4.2. Choice of fibre field
The pipeline includes seven different DT MRI fibre fields for the endocardium and epicardium of the left and right atria, as well as an average DT MRI fibre field [19], and a rule-based fibre field from Labarthe et al. [18]. The choice of fibre field has a small effect on local activation time fields for paced data, similar to the findings of He et al. [25], but it has a large effect on fibrillatory dynamics. These findings extend our previous study in which we performed LA only or RA only simulations and found small differences in local activation time maps [19]. In our current study, we find larger differences in root mean squared error because differences accumulate in biatrial models. In our previous study, we found that DTMRI fibre field 1 resulted in the most similar AF wavefront patterns to the other fibre fields, motivating our choice in this study to use DTMRI dataset 1 and the average dataset.

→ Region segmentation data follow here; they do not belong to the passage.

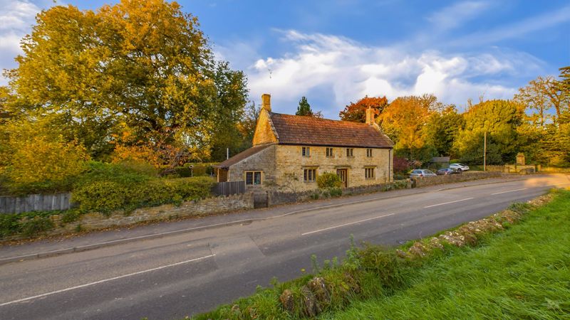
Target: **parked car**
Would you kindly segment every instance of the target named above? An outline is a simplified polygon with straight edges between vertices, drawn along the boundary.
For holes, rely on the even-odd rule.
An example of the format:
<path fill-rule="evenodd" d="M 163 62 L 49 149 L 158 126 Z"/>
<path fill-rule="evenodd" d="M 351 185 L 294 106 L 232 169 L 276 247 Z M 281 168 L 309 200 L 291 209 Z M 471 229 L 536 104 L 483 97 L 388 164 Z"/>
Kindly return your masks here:
<path fill-rule="evenodd" d="M 469 166 L 461 164 L 450 164 L 450 169 L 455 169 L 459 172 L 467 171 L 469 170 Z"/>
<path fill-rule="evenodd" d="M 460 173 L 461 173 L 461 171 L 459 171 L 457 170 L 455 170 L 455 169 L 451 169 L 451 168 L 445 168 L 445 169 L 439 169 L 437 171 L 435 171 L 435 174 L 437 174 L 437 176 L 447 176 L 448 174 L 460 174 Z"/>
<path fill-rule="evenodd" d="M 433 171 L 428 169 L 415 169 L 412 170 L 412 172 L 410 173 L 410 178 L 423 178 L 436 176 L 437 174 L 434 174 Z"/>

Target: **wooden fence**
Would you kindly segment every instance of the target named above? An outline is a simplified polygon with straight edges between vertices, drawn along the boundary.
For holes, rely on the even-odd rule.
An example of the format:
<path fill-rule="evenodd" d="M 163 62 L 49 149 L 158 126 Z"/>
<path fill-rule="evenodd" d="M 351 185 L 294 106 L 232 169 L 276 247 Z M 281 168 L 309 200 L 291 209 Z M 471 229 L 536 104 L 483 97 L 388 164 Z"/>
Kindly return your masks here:
<path fill-rule="evenodd" d="M 212 189 L 216 196 L 245 193 L 245 181 L 218 182 Z"/>
<path fill-rule="evenodd" d="M 31 194 L 23 197 L 0 196 L 0 213 L 67 210 L 71 208 L 71 193 Z"/>

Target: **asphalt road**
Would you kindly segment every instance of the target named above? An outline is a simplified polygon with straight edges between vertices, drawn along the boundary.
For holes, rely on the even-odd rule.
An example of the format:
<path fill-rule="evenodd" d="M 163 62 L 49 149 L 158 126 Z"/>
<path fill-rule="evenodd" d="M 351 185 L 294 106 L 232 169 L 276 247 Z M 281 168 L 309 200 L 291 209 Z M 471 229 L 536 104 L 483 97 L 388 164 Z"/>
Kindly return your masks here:
<path fill-rule="evenodd" d="M 397 245 L 477 220 L 568 176 L 353 201 L 274 219 L 196 230 L 0 265 L 0 319 L 180 319 L 342 257 L 356 241 Z"/>

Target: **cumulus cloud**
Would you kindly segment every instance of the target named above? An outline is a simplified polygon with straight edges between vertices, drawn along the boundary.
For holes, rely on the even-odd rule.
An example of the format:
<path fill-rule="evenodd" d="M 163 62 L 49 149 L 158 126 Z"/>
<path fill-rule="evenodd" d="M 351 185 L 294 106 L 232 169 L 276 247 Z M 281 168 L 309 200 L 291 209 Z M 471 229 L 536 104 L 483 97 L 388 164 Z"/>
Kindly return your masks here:
<path fill-rule="evenodd" d="M 21 53 L 20 39 L 30 32 L 40 9 L 25 0 L 0 0 L 0 69 L 16 66 L 14 58 Z M 0 85 L 7 80 L 0 76 Z"/>
<path fill-rule="evenodd" d="M 472 54 L 417 52 L 402 46 L 365 46 L 336 36 L 281 32 L 290 50 L 279 57 L 257 60 L 247 74 L 252 97 L 271 93 L 284 112 L 294 112 L 301 96 L 311 102 L 311 92 L 321 92 L 323 87 L 331 92 L 330 105 L 316 108 L 331 117 L 366 95 L 394 99 L 432 93 L 460 105 L 482 95 L 510 98 L 515 88 L 498 80 L 493 83 L 493 78 L 537 73 L 543 64 L 527 54 L 498 50 Z"/>

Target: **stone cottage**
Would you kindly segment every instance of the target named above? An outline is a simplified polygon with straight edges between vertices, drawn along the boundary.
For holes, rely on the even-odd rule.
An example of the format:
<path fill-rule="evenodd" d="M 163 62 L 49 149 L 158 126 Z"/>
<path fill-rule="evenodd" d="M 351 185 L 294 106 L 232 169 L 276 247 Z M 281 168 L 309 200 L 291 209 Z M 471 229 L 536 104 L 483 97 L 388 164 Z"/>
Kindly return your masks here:
<path fill-rule="evenodd" d="M 344 187 L 393 181 L 393 144 L 371 109 L 358 123 L 275 113 L 269 95 L 261 100 L 253 146 L 214 166 L 218 182 L 296 192 L 316 188 L 323 172 L 338 175 Z"/>

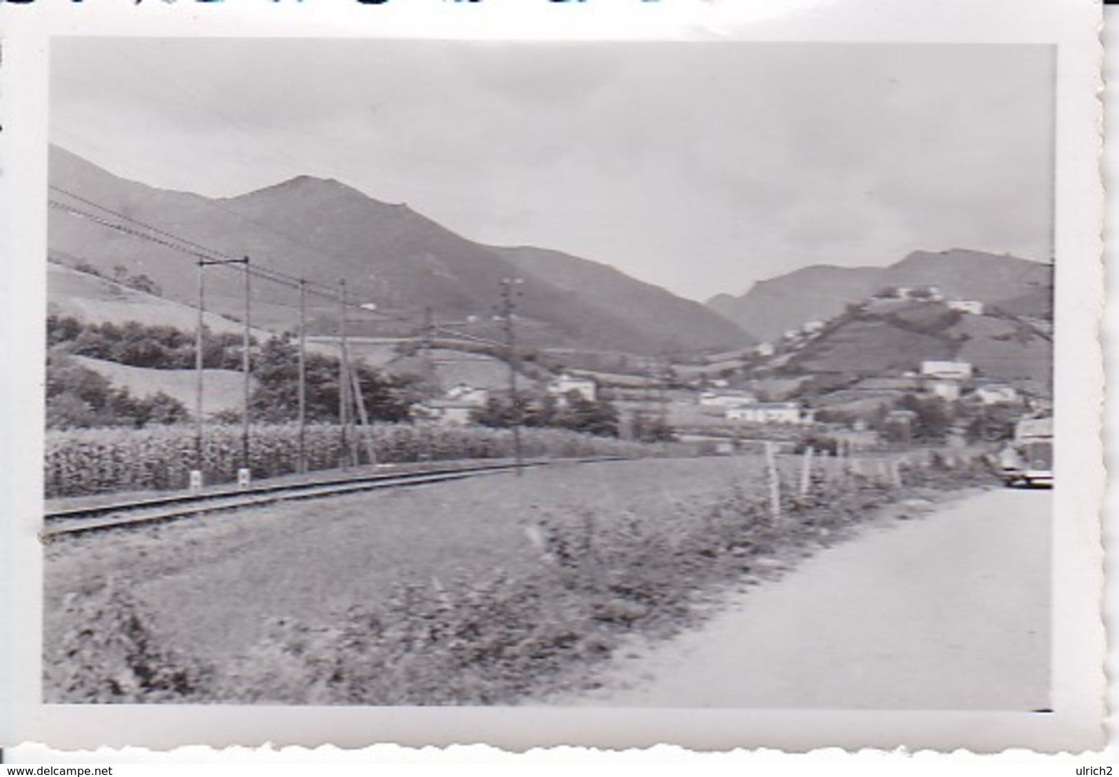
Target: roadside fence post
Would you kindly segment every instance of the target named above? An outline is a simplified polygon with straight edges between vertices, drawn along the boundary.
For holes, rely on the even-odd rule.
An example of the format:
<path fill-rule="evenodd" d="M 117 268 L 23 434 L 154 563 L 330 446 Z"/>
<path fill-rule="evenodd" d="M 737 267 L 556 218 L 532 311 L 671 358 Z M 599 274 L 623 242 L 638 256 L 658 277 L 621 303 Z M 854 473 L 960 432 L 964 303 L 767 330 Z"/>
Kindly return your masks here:
<path fill-rule="evenodd" d="M 805 448 L 805 456 L 800 461 L 800 495 L 808 496 L 808 490 L 812 486 L 812 455 L 815 450 L 811 446 Z"/>
<path fill-rule="evenodd" d="M 765 443 L 765 471 L 770 487 L 770 515 L 774 521 L 781 518 L 781 476 L 777 471 L 777 443 Z"/>

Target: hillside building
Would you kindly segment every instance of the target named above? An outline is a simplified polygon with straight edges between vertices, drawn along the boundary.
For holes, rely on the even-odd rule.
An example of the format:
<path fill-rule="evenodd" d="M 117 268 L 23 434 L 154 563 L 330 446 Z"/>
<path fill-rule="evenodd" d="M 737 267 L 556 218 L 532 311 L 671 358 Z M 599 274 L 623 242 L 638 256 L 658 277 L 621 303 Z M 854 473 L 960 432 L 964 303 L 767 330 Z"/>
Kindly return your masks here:
<path fill-rule="evenodd" d="M 758 402 L 758 397 L 754 394 L 739 388 L 699 392 L 700 408 L 739 408 L 755 402 Z"/>
<path fill-rule="evenodd" d="M 991 383 L 976 388 L 976 399 L 984 404 L 1014 404 L 1018 401 L 1018 392 L 1010 386 Z"/>
<path fill-rule="evenodd" d="M 949 300 L 948 307 L 951 310 L 959 310 L 961 313 L 970 313 L 972 316 L 982 316 L 984 311 L 984 303 L 974 299 Z"/>
<path fill-rule="evenodd" d="M 446 400 L 481 408 L 489 400 L 489 391 L 487 388 L 478 388 L 469 383 L 459 383 L 446 392 Z"/>
<path fill-rule="evenodd" d="M 548 383 L 548 393 L 556 397 L 561 408 L 567 402 L 567 395 L 571 392 L 575 392 L 587 402 L 595 402 L 599 396 L 599 386 L 593 377 L 579 377 L 566 373 Z"/>
<path fill-rule="evenodd" d="M 971 380 L 971 365 L 967 362 L 925 361 L 921 363 L 921 375 L 948 381 Z"/>
<path fill-rule="evenodd" d="M 726 409 L 727 421 L 743 423 L 805 423 L 805 414 L 796 402 L 755 402 Z"/>
<path fill-rule="evenodd" d="M 479 405 L 458 400 L 430 400 L 416 405 L 413 413 L 444 427 L 466 427 L 471 423 L 471 413 Z"/>
<path fill-rule="evenodd" d="M 937 378 L 927 384 L 929 392 L 933 396 L 939 396 L 947 402 L 956 402 L 960 399 L 960 382 L 951 378 Z"/>

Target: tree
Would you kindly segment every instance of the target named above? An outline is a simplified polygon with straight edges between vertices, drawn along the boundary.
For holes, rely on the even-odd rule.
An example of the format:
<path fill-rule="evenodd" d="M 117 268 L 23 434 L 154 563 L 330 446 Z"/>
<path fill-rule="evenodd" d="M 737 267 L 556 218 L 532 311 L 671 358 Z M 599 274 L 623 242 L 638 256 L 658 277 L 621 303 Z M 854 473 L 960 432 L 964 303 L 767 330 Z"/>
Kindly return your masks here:
<path fill-rule="evenodd" d="M 571 391 L 557 425 L 599 437 L 618 437 L 618 410 L 610 402 L 592 402 Z"/>

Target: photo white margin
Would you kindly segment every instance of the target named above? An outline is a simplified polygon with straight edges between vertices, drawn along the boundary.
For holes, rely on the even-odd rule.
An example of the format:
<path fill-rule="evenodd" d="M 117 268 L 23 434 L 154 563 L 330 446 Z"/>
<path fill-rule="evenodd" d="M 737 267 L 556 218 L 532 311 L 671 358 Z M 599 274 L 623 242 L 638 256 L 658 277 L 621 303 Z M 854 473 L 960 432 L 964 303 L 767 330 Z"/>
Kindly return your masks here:
<path fill-rule="evenodd" d="M 408 746 L 1080 751 L 1104 743 L 1103 190 L 1099 0 L 39 0 L 0 3 L 0 745 Z M 760 4 L 760 3 L 759 3 Z M 582 15 L 582 17 L 579 17 Z M 1053 713 L 235 708 L 39 703 L 47 64 L 56 35 L 1031 43 L 1053 45 L 1056 330 Z"/>

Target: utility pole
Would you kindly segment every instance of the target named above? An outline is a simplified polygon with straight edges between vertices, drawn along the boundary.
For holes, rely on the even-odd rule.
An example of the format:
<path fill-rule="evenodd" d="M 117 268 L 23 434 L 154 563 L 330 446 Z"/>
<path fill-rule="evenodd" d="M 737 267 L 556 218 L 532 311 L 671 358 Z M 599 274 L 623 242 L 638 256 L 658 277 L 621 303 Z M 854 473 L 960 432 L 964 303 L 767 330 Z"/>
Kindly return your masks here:
<path fill-rule="evenodd" d="M 307 471 L 307 281 L 299 279 L 299 465 Z"/>
<path fill-rule="evenodd" d="M 203 260 L 198 260 L 198 328 L 195 330 L 195 472 L 190 487 L 201 487 L 203 477 L 203 349 L 206 345 L 206 277 Z M 198 483 L 195 483 L 197 478 Z"/>
<path fill-rule="evenodd" d="M 339 294 L 339 300 L 341 301 L 340 316 L 338 321 L 338 339 L 339 339 L 339 353 L 338 353 L 338 423 L 341 427 L 340 437 L 340 453 L 339 462 L 342 469 L 349 467 L 349 406 L 350 406 L 350 384 L 349 384 L 349 364 L 348 364 L 348 349 L 346 347 L 346 306 L 348 303 L 346 296 L 346 279 L 340 282 L 341 293 Z"/>
<path fill-rule="evenodd" d="M 509 362 L 509 401 L 513 403 L 513 455 L 517 464 L 517 477 L 524 468 L 524 456 L 520 449 L 520 424 L 524 420 L 520 397 L 517 396 L 517 340 L 513 327 L 514 287 L 523 283 L 519 278 L 501 279 L 501 318 L 505 319 L 505 341 L 508 348 Z"/>
<path fill-rule="evenodd" d="M 668 455 L 668 357 L 661 354 L 657 359 L 657 403 L 660 423 L 660 450 Z"/>
<path fill-rule="evenodd" d="M 250 303 L 250 292 L 252 290 L 252 273 L 250 272 L 248 256 L 245 256 L 245 310 L 244 310 L 244 333 L 242 336 L 241 345 L 241 372 L 244 377 L 244 408 L 241 414 L 241 466 L 245 470 L 245 476 L 248 476 L 251 467 L 248 466 L 250 450 L 248 450 L 248 406 L 252 403 L 252 363 L 248 358 L 248 349 L 252 346 L 253 333 L 252 333 L 252 305 Z M 247 484 L 246 484 L 247 485 Z"/>
<path fill-rule="evenodd" d="M 196 375 L 196 386 L 195 386 L 195 471 L 198 472 L 197 486 L 201 487 L 201 472 L 203 472 L 203 438 L 204 438 L 204 427 L 203 421 L 203 368 L 204 358 L 203 350 L 205 348 L 205 309 L 206 309 L 206 280 L 205 280 L 205 269 L 214 264 L 244 264 L 245 265 L 245 347 L 244 347 L 244 362 L 242 366 L 245 371 L 245 395 L 248 395 L 248 256 L 243 256 L 241 259 L 199 259 L 198 260 L 198 330 L 195 333 L 195 375 Z M 248 461 L 248 402 L 245 402 L 245 430 L 242 438 L 242 455 L 245 466 L 247 467 Z M 191 476 L 191 488 L 195 487 L 194 483 L 195 476 Z"/>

Similarly, we found PS density maps for DTMRI1 and DTMRIa were more highly correlated to each other than to PS density maps with the Labarthe fibre atlas. In the case that EAM data are available with pacing from multiple directions, electrical anisotropy may be estimated [26,27] and these directions could be used as the fibre directions.
Previously presented methodologies for incorporating fibre directions in anatomical meshes include Piersanti et al. [8] who use a Laplace–Dirichlet rule-based method for the atria and ventricles. Azzolin et al. [9] developed the AugmentA pipeline for generating atrial models with fibres, which they demonstrated on 29 LA datasets. AugmentA uses a statistical shape model to generate a RA anatomy for a LA anatomy input meaning the pipeline has the advantage that it can produce biatrial models for LA only input meshes. We build on their approach to test our pipeline across a wide range of biatrial CT (1000 instances), MRI and EAM anatomies, demonstrating that our methodology is robust to anatomical variability. Aspects of these pipelines could be combined to enable in silico trials at scale.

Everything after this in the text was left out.